老人たち 2
それを確認できたからといって、嬉しいシチュエーションではまったくないが……。
ともかく、交易都市キオに逗留する我が軍の動きは迅速なもので、賊が立てこもるプレハブの集会所をすでに包囲し終えていた。
「状況はどうなっている?」
「――はっ!
賊が人質を取り、あの集会所に立てこもってから約一時間が経過しております!」
俺の言葉に、包囲部隊の指揮官がきびきびと答える。
ここに逗留させていたのが、ハーキン辺境伯領の志願者によって構成される隊で良かった。
血気盛んなモヒカンや修羅たちの隊を置いていたならば、すでにヒャッハーと突撃して人質の身が危うくなっていたかもしれない。
「突入準備は整っておりますが、いかがいたしますか?」
「いや、それはいい。
とりあえず、ローテを組んで包囲を続けてくれ。
魔物に対する備えも、怠りないように」
「――はっ!
待機休暇中の者たちを呼び戻し、人員の補填に当ててあります」
指揮官の言葉に、軽くうなずく。
余談だが、待機休暇というのは酒気など帯びるのを禁じた休日のことだ。
トロイアプロジェクトにより逆疎開した民たちの安全は、兵たちの大いなる献身によって成り立っているのである。
「私たちは、いかがいたしましょうか?」
俺と共に甲虫型飛翔機でこの場に急行した楽団を代表し、ソフィがそう問いかけてきた。
「そうだな……。
君たちもローテを組んで、カメラを回し続けておいて欲しい。
映像記録が、今後同様の犯罪が起こった際に参考となるかもしれないからな」
こういうところ、自分でも嫌になってしまうが……。
人質の心配をするよりも先に、今後を見据えた為政者としての指示を出す。
おっつけ、イヴたちも駆けつけてくる手はずだが、とりあえず今この場で指示を出せるのは俺だけだ。
しっかりしないとな。
ブラスターライフルを手に、集会所を囲んでいる野戦服姿の兵たち……。
彼らの間を縫うようにして先頭に立ち、俺は携帯端末を操作した。
「……俺だ。
今、現地に到着した。
そちらにジャンがいるだろう? 彼に頼んで、テレビ通話というのに切り替えてくれ。
ここは一つ、互いに顔を見ながら話し合おうじゃないか?」
『…………………………』
俺の言葉に、通話相手はしばし沈黙する。
だが、提案を受け入れてくれたのだろう。
ガサゴソという物音がしたかと思うと、携帯端末にジャンの顔が映し出された。
『兄ちゃん、来てくれたんだ!?
ごめん! 迷惑かけて!』
「気にするな。
それより、内部の状況が分かるように端末を置いてくれないか?」
俺の支持を受け、ジャンが携帯端末を適当な場所に設置する。
それで、集会所内部の様子が明らかになった。
……座り込む老人たちによって占拠された、内部の光景が。
中央に座らさせているのは、ジャン、サシャ、報道チームのリーダーであり、縄で縛られたりなどの手荒な真似は受けていない。

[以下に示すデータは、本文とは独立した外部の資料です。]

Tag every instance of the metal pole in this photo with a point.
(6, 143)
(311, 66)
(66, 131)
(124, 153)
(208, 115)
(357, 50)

そして、彼らを囲うように、お年寄りの男女が座り込んでいた。
「……まずは、こちらの要求を受け入れてくれたことに感謝する。
自己紹介はいらないだろう? 正統ロンバルドの王、アスルである。
エルフとモヒカンの姿が見えないが、どうした?」
首謀者が誰か分からないため、とりあえず全員へ呼びかけるようにしてそう語りかける。
なかなかに魔術を使えるエルフ女性と、そのまんまモヒカンなモヒカンは、報道チームにおいて護衛役を兼ねている人員だ。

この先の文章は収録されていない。